Faculty of Computer Science, Białystok University of Technology, Białystok, Poland.
Institute of Biocybernetics and Biomedical Engineering, Polish Academy of Sciences, Warsaw, Poland.
J Appl Genet. 2022 May;63(2):361-368. doi: 10.1007/s13353-022-00691-2. Epub 2022 Mar 24.
Rare disease datasets are typically structured such that a small number of patients (cases) are represented by multidimensional feature vectors. In this report, we considered a rare disease, mucopolysaccharidosis (MPS). This disease is divided into 11 types and subtypes, depending on the genetic defect, type of deficient enzyme, and nature of accumulated glycosaminoglycan(s). Among them, 7 types are known as possibly neuronopathic and 4 are non-neuronopathic, and in the case of the former group, prediction of the course of the disease is crucial for patient's treatment and the management. Here, we have used transcriptomic data available for one patient from each MPS type/subtype. The approach to gene grouping considered by us was based on the minimization of the perceptron criterion in the form of convex and piecewise linear function (CPL). This approach allows designing complexes of linear classifiers on the basis of small samples of multivariate vectors. As a result, distinguishing neuronopathic and non-neuronopathic forms of MPS was possible on the basis of bioinformatic analysis of gene expression patterns where each MPS type was represented by only one patient. This approach can be potentially used also for assessing other features of patients suffering from rare diseases, for which large body of data (like transcriptomic data) is available from only one or a few representatives.

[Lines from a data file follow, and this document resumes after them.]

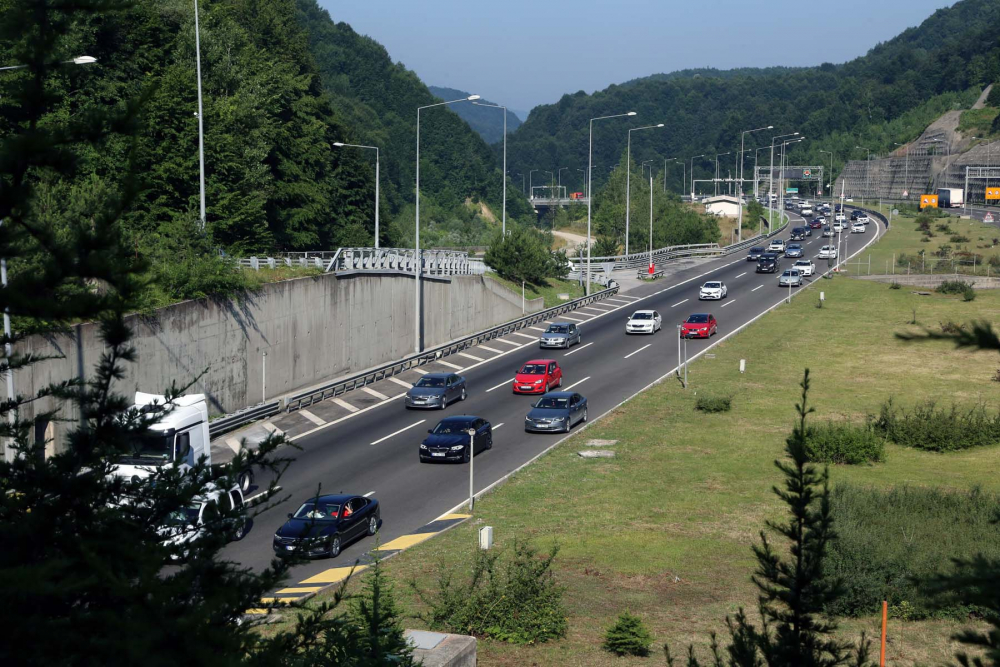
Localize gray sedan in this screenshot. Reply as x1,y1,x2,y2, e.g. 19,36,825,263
403,373,468,410
538,322,583,349
524,391,587,433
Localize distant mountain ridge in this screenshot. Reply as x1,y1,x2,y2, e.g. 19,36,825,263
427,86,521,144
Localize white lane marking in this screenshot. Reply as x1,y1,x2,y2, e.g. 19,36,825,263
563,343,593,357
625,343,652,359
299,409,326,426
330,398,358,412
371,419,427,445
361,387,389,401
243,484,281,505
486,378,514,393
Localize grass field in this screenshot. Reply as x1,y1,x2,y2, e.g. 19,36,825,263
314,277,1000,666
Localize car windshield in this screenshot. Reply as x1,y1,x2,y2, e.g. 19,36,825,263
292,502,340,521
535,396,569,410
432,421,471,435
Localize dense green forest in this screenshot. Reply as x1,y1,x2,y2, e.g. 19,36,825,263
0,0,532,304
428,86,521,144
508,0,1000,196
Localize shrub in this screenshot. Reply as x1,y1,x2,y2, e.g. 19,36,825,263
602,611,653,656
694,396,733,412
824,484,1000,620
806,422,885,465
410,540,566,644
869,400,1000,452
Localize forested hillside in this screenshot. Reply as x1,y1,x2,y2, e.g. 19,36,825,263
508,0,1000,196
428,86,521,144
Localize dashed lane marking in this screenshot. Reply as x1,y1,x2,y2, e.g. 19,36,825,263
563,343,593,357
361,387,389,401
625,343,652,359
371,419,427,445
299,409,326,426
486,378,514,393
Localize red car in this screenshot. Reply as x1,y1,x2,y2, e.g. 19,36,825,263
513,359,562,394
681,313,719,338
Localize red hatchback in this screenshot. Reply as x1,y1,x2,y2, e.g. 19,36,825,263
514,359,562,394
681,313,719,338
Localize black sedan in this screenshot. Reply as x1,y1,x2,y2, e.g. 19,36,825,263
271,495,382,558
524,391,587,433
403,373,469,410
420,415,493,463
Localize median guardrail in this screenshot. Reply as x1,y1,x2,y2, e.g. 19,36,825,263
282,285,618,412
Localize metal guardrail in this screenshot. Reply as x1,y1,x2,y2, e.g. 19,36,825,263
208,400,281,438
283,285,618,412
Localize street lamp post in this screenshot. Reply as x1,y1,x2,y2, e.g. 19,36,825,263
625,123,666,257
413,95,479,352
333,141,379,250
736,125,774,242
473,101,507,236
584,111,636,295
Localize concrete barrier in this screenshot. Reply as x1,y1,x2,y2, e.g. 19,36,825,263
15,273,544,451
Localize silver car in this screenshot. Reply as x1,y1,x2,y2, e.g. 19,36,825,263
538,322,582,349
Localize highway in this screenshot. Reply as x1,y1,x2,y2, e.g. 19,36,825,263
223,207,882,599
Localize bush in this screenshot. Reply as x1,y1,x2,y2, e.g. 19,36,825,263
411,541,566,644
602,611,653,656
869,400,1000,452
694,396,733,412
806,422,885,465
824,484,1000,620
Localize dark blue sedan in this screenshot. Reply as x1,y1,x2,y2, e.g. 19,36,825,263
524,391,587,433
271,495,382,558
420,415,493,463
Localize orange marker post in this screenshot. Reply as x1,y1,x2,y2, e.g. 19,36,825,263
878,600,889,667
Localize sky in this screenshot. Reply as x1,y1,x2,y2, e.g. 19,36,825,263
319,0,954,119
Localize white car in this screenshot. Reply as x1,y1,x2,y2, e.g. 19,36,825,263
625,310,663,334
698,280,729,299
792,259,816,276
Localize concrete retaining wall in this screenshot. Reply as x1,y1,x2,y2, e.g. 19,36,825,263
15,273,543,454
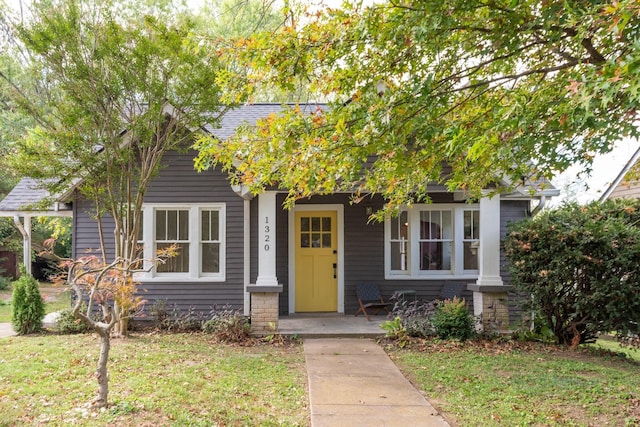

罕见病数据集通常采用多维特征向量的方式表示少量患者(病例)。在本报告中,我们考虑了一种罕见病,黏多糖贮积症(MPS)。这种疾病根据遗传缺陷、缺乏的酶类型以及积累的糖胺聚糖的性质分为 11 种类型和亚型。其中,7 种为可能神经病变型,4 种为非神经病变型,对于前者,预测疾病进程对于患者的治疗和管理至关重要。在这里,我们使用了每种 MPS 类型/亚型的一位患者的转录组数据。我们考虑的基因分组方法基于感知器准则的最小化,形式为凸和分段线性函数(CPL)。这种方法允许在小样本的多元向量的基础上设计线性分类器的组合。结果,在对基因表达模式进行生物信息学分析的基础上,我们能够区分 MPS 的神经病变型和非神经病变型,其中每种 MPS 类型仅由一位患者代表。这种方法也可以潜在地用于评估其他患有罕见病的患者的特征,对于这些患者,只有一个或几个代表有大量的数据(如转录组数据)可用。